Situé au dernier des mondes inférieurs, et tenu en partie double, l’enfer des Scandinaves se compose du Nastrond et du Nifleim. Ce dernier est une sorte de vestibule sombre où errent à travers les ténèbres les séolas dolentes de ceux qui n’ont été ni bons ni méchants, ni héros ni scélérats, et qui ne sont pas morts par le fer. Mourir dans son lit ou sur son escabeau, était un tort aux yeux d’Odin, un tort grave, non un crime cependant, puisqu’il ne le punissait que par une détention temporaire dans ces souterrains humides, où l’obscurité, le silence et l’ennui paraissaient coopérer seuls à leur châtiment. Les habitants du Nifleim n’avaient guère d’autres distractions que leurs bâillements réciproques et, de temps en temps, un jet de lumière blafarde qui arrivait jusqu’à eux quand les petits alfes noirs entraient ou sortaient, occupés au transport de leurs cargaisons d’âmes.
C’est dans le Nastrond, le véritable enfer, qu’étaient jetés les grands criminels. Particularité remarquable! on n’y voyait pas, comme dans les autres, des brasiers, des grils ardents, des fournaises, des tourbillons de flammes; c’était un enfer de glace; il y gelait à pierre fendre, et les damnés y claquaient des dents. Dans l’œuvre du Dante j’ai entrevu quelque chose de semblable; mais du Florentin et du Scandinave c’est évidemment le premier qui a été le plagiaire du second.
N’était-il pas naturel que dans ces contrées hivernales de la Scandinavie, où le froid est le fléau le plus redouté, un froid intense, continu, éternel fût l’épouvante et la punition du crime?

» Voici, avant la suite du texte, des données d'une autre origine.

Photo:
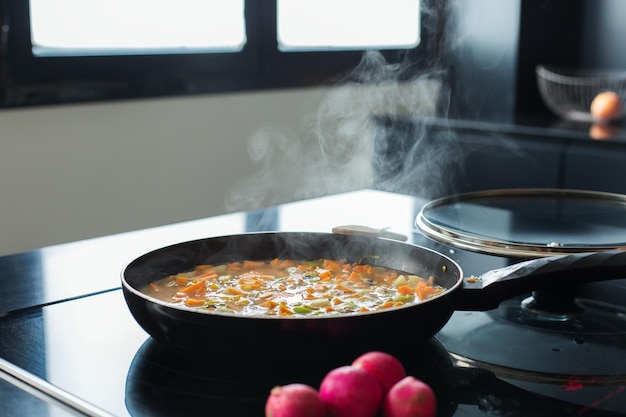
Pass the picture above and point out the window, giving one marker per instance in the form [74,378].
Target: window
[108,27]
[107,49]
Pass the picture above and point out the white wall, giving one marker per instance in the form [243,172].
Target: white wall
[79,171]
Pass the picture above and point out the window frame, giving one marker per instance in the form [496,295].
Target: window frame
[29,79]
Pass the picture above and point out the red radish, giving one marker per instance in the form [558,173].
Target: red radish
[386,368]
[349,391]
[294,400]
[410,398]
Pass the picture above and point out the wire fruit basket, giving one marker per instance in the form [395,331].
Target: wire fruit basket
[569,92]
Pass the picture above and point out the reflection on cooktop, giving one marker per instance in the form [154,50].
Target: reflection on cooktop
[93,348]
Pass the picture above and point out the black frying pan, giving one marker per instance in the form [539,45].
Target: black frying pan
[186,329]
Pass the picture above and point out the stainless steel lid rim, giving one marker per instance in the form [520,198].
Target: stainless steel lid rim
[479,242]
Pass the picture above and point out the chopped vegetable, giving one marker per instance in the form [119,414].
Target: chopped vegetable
[290,287]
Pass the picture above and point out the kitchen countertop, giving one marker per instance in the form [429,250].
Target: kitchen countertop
[64,324]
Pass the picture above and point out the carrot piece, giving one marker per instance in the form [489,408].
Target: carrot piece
[203,268]
[325,274]
[234,291]
[207,275]
[343,288]
[355,276]
[194,287]
[269,304]
[194,302]
[286,264]
[405,290]
[332,265]
[252,264]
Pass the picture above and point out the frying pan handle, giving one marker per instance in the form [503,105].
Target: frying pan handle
[552,273]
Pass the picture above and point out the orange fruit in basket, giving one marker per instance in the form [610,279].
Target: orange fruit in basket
[605,105]
[602,131]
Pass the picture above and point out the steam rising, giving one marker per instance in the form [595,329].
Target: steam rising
[345,146]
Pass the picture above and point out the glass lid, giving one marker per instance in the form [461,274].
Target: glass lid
[527,222]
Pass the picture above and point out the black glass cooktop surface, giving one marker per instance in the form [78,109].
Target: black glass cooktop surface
[70,329]
[92,348]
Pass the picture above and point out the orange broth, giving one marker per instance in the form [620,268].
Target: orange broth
[293,288]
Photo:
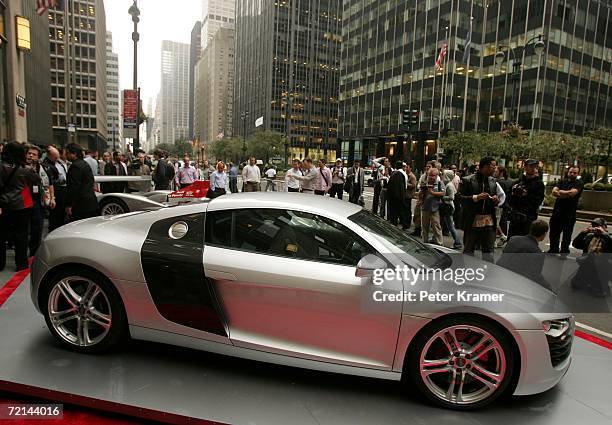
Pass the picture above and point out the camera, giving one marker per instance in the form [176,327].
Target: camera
[518,190]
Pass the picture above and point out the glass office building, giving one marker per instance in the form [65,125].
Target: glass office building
[388,65]
[287,71]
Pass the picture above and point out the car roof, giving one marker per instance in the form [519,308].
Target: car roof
[296,201]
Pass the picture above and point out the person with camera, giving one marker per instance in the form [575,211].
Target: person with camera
[567,193]
[447,208]
[140,168]
[525,200]
[431,194]
[338,180]
[595,270]
[81,200]
[16,202]
[480,194]
[355,182]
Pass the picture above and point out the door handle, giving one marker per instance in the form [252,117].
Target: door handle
[219,275]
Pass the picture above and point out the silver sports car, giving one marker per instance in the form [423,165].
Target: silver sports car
[294,279]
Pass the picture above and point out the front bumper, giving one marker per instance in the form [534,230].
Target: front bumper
[537,371]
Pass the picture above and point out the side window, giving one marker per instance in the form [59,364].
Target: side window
[219,228]
[290,234]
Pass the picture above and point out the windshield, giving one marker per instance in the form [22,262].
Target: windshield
[396,237]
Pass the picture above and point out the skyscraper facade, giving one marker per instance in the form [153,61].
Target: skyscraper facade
[174,94]
[216,14]
[215,88]
[389,60]
[287,71]
[113,104]
[78,73]
[195,53]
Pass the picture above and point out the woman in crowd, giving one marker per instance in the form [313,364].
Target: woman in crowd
[16,183]
[218,181]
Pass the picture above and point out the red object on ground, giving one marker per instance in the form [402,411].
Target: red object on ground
[199,189]
[593,339]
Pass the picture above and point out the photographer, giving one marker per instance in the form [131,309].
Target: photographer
[525,200]
[567,193]
[140,168]
[431,194]
[480,194]
[595,269]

L’idée d’un enfer chaud, plutôt que de le retenir sur la pente fatale, eût peut-être été capable d’encourager à mal faire quelque scélérat frileux.
Les malheureux qui grelottaient dans le Nastrond, l’onglée aux doigts et des larmes gelées dans les yeux, sentaient redoubler leurs tortures engourdissantes quand s’arrêtait sur eux le regard sans rayons de la déesse pâle, la reine du lieu, Héla, c’est-à-dire la Mort.
Oui, c’est Héla qui règne sur cette affreuse banquise; son palais se nomme la Misère; sa porte, le Précipice; sa salle de réception, la Douleur; son lit, la Maladie; sa table, la Famine; son trône, la Malédiction.
Le corps de cette reine sinistre est bariolé mi-partie de blanc, mi-partie de bleu, et son haleine a cette odeur cadavérique si plaisante aux Valkyries.